Linsen T. Samuel, MD, MBA, Daniel Grits, BS, Alexander J. Acuña, BS, Nicolas S. Piuzzi, MD, Carlos A. Higuera-Rueda, MD, and Atul F. Kamath, MD
The Journal of Bone and Joint Surgery. 2020;102(3):230-236.
Summary by Fortunato G. Padua, MD, MSc
As total knee arthroplasty becomes an increasingly common procedure in the United States , so too is the expected incidence of septic arthritis . This complication not only increases the morbidity profile of patients while placing a greater burden on healthcare resources , it also leads to more complex surgical procedures . Compared to primary total knee arthroplasty, revision total knee arthroplasty often requires multiple stages, more expensive implants, additional instrumentation, longer hospital stays and more extensive blood loss .
Samuel et al. sought to assess whether the increased hardship placed on surgeons who perform septic revision total knee arthroplasty is compensated for appropriately. To do this, the study compared the Relative Value Units (RVUs) under the Medicare reimbursement algorithm between septic and aseptic revision total knee arthroplasty. The authors of the study also compared RVUs per minute of work effort by including operative time in the analysis. From the American College of Surgeons National Surgical Quality Improvement Program (ACSNSQIP) database, 12,907 cases of aseptic revision, 891 cases of 1-stage septic revision, 293 cases of 1st stage 2-component septic revision, and 279 cases of 2nd stage 2-component septic revision procedures were identified.

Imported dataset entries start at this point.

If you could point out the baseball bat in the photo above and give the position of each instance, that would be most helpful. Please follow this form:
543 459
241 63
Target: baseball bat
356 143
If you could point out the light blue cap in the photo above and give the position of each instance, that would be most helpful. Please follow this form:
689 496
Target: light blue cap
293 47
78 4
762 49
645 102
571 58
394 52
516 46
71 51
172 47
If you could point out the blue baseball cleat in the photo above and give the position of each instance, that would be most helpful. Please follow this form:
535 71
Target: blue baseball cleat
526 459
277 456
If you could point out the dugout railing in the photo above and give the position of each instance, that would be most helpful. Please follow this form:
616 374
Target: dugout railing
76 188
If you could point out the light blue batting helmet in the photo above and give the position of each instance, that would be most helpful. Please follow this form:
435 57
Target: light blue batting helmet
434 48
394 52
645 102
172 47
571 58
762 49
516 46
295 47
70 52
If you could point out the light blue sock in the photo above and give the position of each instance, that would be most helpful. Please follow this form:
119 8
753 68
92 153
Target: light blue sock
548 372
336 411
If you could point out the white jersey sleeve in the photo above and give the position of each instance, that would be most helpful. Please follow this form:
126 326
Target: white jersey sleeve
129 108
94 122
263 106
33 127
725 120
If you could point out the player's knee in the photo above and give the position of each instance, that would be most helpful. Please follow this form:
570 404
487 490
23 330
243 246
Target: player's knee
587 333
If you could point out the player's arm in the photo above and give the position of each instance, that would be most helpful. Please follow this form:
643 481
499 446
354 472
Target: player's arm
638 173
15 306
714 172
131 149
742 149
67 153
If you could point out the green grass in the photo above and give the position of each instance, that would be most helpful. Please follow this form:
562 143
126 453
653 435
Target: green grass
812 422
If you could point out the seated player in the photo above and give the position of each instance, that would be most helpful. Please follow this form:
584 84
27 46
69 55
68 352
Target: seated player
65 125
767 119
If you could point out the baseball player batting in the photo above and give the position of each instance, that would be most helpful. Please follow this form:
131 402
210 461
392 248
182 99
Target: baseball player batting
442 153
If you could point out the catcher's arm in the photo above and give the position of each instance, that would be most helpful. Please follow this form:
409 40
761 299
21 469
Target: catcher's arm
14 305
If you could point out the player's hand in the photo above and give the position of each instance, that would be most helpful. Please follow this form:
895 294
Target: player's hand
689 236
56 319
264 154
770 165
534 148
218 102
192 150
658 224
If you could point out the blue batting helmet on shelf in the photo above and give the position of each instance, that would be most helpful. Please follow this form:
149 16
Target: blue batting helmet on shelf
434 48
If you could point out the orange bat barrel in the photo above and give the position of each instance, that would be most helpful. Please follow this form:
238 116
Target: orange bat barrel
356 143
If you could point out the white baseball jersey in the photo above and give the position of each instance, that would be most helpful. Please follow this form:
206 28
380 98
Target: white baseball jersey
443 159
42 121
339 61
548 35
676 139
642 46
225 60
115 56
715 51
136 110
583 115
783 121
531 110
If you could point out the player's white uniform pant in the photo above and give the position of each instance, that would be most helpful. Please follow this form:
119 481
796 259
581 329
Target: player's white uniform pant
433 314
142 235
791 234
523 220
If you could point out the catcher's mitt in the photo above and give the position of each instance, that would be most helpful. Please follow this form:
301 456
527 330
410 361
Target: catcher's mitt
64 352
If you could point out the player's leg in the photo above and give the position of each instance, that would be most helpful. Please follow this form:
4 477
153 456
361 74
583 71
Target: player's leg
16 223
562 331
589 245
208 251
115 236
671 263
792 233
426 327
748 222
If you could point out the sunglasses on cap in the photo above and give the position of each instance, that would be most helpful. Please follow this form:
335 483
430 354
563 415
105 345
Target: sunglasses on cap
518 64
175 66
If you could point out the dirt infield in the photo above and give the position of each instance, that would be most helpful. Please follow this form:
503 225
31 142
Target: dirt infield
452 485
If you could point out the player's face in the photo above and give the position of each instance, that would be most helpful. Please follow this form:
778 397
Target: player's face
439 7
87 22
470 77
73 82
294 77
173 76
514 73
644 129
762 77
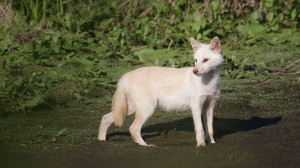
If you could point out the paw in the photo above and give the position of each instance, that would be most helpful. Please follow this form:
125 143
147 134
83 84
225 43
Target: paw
201 145
101 138
148 145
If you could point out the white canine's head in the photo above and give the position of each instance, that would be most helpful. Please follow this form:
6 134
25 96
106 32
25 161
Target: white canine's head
207 57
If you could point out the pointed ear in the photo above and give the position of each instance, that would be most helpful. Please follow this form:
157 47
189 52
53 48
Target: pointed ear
215 45
195 44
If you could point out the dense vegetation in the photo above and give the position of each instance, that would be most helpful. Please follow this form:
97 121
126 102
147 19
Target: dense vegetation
54 51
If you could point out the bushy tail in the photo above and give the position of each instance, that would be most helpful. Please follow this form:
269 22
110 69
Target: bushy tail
119 105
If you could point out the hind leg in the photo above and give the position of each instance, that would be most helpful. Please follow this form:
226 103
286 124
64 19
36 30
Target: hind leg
209 117
135 129
106 121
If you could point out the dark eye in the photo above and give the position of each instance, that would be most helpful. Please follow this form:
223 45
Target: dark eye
205 60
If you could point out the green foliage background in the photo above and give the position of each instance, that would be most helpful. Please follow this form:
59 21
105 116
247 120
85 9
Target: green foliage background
55 51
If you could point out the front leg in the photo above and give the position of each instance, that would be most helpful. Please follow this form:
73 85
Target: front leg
209 118
196 111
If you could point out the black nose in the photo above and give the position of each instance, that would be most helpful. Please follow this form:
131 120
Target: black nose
195 71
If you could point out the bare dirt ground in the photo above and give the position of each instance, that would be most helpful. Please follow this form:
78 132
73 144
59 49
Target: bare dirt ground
256 125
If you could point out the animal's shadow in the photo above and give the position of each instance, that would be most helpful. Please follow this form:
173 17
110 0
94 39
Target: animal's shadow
222 126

The RVU per minute decreased from 0.215 for aseptic 2-component revision procedures to 0.199 for the septic, 2-component, 1-stage revision. RVUs per minute further decreased for septic 2-stage revisions: 0.157 for the first stage and 0.144 for the second stage. Mean operative time, on the other hand, increased from 149 minutes for aseptic revision cases to 161 minutes for septic 1-stage revision cases. For septic 2-stage revision procedures, mean operative time was 138 and 170 minutes for the first and second stage, respectively. Thus, as surgeons spent increasingly more work hours in the operating room for septic revision cases, they were not compensated proportionately to those who performed aseptic revision procedures.
Limitations of the study include the potential for coding errors during data acquisition and the lack of modifiers being encoded into the database. This study brings to light a potential inequity in the Medicare reimbursement algorithm with regard to septic revision total knee arthroplasty.